I default to canola or other neutral vegetable oils in cakes, muffins and quick breads (like banana bread). Liquid fats work well when you’re using the quick bread method — combining the wet and dry ingredients separately, then stirring them together. When the flavor of butter is important (as in chocolate chip cookies), or when you need a more solid fat (if you’re rubbing it into pastry or biscuit dough) or are beating it with sugar to incorporate air into the mixture, plant -based butters and margarines work well, though the tub-style varieties have more moisture and can result in a more cakey texture. Coconut oil, which is very solid at room temperature, also works well — on its own or combined with another fat — and will give your cookies a crisp edge. Shortening is plant-based and easy to use in pastry recipes, and is often the fat in frozen puff pastry, which is so simple to thaw and use.

eggs:

Though eggs act as a binder and will help your baked goods rise, there are plenty of options if you can’t or choose not to use eggs in your baking.

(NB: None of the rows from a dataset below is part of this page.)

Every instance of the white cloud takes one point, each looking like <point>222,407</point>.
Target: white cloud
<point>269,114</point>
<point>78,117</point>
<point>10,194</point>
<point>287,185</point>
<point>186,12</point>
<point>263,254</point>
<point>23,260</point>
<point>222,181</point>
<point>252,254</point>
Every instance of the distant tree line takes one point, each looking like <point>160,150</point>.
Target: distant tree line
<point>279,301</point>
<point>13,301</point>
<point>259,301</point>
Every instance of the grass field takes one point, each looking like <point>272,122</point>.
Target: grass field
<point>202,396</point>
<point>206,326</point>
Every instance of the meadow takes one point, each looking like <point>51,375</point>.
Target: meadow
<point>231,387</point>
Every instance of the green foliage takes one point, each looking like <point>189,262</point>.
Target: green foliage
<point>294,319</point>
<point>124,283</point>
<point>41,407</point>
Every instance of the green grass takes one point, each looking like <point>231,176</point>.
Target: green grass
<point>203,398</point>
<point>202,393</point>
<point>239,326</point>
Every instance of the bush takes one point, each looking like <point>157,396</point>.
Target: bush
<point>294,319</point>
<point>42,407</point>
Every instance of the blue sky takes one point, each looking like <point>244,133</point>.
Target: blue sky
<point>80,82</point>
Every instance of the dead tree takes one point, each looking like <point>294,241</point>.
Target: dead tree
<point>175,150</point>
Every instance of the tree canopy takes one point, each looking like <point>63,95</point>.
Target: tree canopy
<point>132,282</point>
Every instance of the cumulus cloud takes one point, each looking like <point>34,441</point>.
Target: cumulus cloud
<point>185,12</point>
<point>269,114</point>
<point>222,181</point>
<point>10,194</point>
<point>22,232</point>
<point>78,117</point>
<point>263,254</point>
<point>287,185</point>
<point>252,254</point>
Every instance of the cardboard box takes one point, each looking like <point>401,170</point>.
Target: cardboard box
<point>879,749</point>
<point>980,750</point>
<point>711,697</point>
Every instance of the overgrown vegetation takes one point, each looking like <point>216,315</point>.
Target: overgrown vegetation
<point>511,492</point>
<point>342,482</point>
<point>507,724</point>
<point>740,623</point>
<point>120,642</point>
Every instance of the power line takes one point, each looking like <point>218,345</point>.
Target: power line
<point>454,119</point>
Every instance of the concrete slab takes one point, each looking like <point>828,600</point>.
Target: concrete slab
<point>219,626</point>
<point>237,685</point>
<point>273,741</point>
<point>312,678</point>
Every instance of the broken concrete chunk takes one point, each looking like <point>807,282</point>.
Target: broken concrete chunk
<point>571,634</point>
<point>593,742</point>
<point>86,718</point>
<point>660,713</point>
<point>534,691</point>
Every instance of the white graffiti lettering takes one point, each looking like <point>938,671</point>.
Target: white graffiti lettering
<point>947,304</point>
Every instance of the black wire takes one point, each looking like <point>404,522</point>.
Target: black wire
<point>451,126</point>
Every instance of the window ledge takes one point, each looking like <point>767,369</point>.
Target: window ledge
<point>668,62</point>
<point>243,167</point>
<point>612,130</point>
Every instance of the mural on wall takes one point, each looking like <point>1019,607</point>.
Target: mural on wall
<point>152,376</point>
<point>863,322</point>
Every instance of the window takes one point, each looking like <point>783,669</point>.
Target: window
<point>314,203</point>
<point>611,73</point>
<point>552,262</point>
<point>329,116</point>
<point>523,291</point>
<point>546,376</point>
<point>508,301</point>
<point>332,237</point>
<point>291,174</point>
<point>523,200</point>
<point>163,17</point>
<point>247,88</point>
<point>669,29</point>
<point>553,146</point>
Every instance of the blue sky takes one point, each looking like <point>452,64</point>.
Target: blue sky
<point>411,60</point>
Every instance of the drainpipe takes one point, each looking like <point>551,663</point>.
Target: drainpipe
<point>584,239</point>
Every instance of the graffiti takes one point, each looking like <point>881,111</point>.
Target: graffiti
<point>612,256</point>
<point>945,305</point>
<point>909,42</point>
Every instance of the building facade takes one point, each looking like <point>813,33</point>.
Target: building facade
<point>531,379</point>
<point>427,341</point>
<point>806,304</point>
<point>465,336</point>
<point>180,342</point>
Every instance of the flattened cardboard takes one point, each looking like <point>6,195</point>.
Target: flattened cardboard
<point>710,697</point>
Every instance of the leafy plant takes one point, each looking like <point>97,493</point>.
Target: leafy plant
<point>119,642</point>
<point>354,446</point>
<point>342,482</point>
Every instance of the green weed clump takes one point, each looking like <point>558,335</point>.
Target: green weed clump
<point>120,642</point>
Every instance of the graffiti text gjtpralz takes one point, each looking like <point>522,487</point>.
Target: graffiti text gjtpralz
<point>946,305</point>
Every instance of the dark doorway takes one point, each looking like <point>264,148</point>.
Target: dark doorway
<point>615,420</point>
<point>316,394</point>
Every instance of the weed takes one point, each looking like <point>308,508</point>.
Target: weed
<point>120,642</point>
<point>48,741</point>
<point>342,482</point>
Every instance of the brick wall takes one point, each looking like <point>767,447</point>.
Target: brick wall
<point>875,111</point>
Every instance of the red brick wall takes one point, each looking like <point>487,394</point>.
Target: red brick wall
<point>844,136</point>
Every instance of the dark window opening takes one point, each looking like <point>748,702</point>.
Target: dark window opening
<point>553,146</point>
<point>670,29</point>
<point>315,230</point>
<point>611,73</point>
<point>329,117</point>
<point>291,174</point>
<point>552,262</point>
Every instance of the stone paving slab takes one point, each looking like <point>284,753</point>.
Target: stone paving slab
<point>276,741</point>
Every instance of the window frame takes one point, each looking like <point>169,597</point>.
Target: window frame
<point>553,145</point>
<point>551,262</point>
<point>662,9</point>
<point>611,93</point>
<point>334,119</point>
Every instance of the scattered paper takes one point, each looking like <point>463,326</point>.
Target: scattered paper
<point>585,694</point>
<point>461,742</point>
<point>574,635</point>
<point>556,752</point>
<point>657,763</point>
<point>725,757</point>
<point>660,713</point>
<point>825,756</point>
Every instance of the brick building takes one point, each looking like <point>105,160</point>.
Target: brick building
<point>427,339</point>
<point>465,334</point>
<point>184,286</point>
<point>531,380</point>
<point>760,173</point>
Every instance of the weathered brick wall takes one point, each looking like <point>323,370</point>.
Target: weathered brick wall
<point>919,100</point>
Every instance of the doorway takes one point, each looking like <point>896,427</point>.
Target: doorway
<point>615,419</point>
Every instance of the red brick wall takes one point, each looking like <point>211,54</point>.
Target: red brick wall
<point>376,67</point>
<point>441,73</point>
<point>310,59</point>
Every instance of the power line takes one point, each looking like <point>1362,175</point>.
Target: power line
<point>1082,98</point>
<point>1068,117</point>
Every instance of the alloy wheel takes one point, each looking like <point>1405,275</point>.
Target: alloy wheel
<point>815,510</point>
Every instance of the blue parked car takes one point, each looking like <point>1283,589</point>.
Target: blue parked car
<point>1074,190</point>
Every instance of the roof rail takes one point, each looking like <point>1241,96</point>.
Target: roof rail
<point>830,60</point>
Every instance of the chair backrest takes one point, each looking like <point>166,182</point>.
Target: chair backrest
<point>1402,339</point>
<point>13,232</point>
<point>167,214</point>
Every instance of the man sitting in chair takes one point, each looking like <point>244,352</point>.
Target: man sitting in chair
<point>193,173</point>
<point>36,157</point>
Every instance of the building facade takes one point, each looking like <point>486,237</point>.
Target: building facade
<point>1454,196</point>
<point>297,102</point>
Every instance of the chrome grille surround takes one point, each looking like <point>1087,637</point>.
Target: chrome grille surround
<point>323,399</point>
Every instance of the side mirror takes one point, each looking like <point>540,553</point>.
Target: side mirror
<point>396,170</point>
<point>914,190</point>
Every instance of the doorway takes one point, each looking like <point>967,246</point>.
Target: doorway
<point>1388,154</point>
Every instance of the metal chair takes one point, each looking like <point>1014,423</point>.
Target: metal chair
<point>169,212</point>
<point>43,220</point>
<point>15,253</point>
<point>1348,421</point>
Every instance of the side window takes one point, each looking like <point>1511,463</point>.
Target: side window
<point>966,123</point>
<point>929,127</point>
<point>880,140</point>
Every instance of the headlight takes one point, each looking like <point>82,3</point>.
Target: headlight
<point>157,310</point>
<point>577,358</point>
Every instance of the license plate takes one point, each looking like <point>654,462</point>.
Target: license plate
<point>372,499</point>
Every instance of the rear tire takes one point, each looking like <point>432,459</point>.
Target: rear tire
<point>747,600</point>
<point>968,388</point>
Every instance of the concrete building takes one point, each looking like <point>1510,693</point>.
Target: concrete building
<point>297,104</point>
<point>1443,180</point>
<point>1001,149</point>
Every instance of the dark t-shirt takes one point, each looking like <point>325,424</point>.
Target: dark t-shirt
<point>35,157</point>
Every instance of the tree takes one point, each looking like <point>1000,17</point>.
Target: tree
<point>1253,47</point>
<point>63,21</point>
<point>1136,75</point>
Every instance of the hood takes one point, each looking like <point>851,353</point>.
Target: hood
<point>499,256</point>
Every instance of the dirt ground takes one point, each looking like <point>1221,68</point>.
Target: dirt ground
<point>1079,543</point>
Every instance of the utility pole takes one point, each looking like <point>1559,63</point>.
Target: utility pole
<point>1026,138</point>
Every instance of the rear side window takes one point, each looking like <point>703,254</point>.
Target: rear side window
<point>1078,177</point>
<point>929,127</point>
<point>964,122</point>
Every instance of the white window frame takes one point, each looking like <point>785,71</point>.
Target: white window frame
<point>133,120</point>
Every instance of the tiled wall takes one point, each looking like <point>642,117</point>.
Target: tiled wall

A flax egg is a common substitute — stir 1 Tbsp ground flax with 2 1/2-3 Tbsp water to produce a viscous mixture that can help stabilize and bind batters much like an egg. Vegan mayonnaise, which is thickened with corn and potato starch, works well in cakes and batters, as does fruit puree (I like mashing thawed frozen bananas, which contain plenty of pectin and don’t add as strong a banana flavor as overripe bananas from your fruit bowl) and aqua faba—the liquid drained from a can of chickpeas or kidney beans. (If you’re not planning to use the beans, freeze them for later!) Soda water is a common addition in cakes and quick breads, and JustEgg is a fantastic new-ish product — made in Canada, from mung beans, it’s a yolk-yellow liquid that can be used in place of eggs in everything from baked goods, pancakes and the like, to quiches and scrambled eggs. I’ve tried all of the above, with astounding success.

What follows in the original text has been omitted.